So maybe.. but hear me out for a minute.

I'm assuming by Legal FAQ you're referring to the previously asked questions page https://www.apache.org/legal/resolved

In that page, LGPL is bundled into the same Cat-X as Amazon Software License.  We recently established that it was OK to use Amazon Software License.

Second, in the case i have, the LPGL dependency is not included in the product.  If you were to use maven, ivy, etc to download the convenience binary dependency it would include its transitive dependencies as separate downloads.  Its not packaged as part of the binary product.

In addition, when I think of product in the realm of Apache, I'm thinking of the source code release.  I'm not sure if there's another definition we use.  There would be no LGPL source code in the product.

On Fri, Dec 2, 2016 at 9:01 AM Apache <ralph.goers@dslextreme.com> wrote:
This is answered on the legal FAQ.  The one point you are missing is: will the majority of your users want to use the optional dependency?
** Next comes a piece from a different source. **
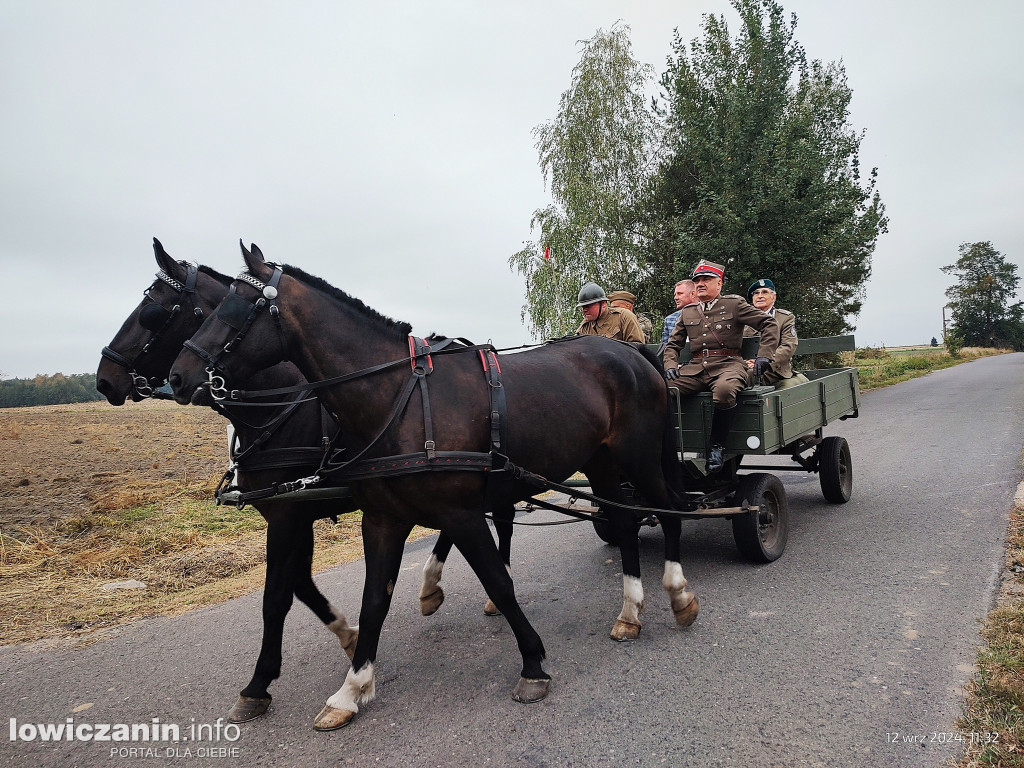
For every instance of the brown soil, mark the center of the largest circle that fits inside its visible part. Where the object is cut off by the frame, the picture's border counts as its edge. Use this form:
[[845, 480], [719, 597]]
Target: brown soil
[[58, 461]]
If they do then it may not really be all that optional.

Ralph

On Nov 29, 2016, at 12:51 PM, John D. Ament <johndament@apache.org> wrote:

Hi,

I raised this legal ticket https://issues.apache.org/jira/browse/LEGAL-280 due to the outcome of a recent discussion around the Amazon Software LIcense, which was deemed OK for optional dependencies specifically designed for use within AWS.

I'd like to know if this can be expanded to handle any Cat-X dependency or if its something special about the ASL's field of use restriction that allows it? for instance, if I have source code fully apache licensed that compiles against a dynamically linked LGPL library, can that source code be distributed, and can I produce binaries that are non-inclusive of those LGPL libraries as long as:

- Its clear to the user they need to pull in the LGPL dependency
- Its an optional module - its adding something specifically around that LGPL library's usage.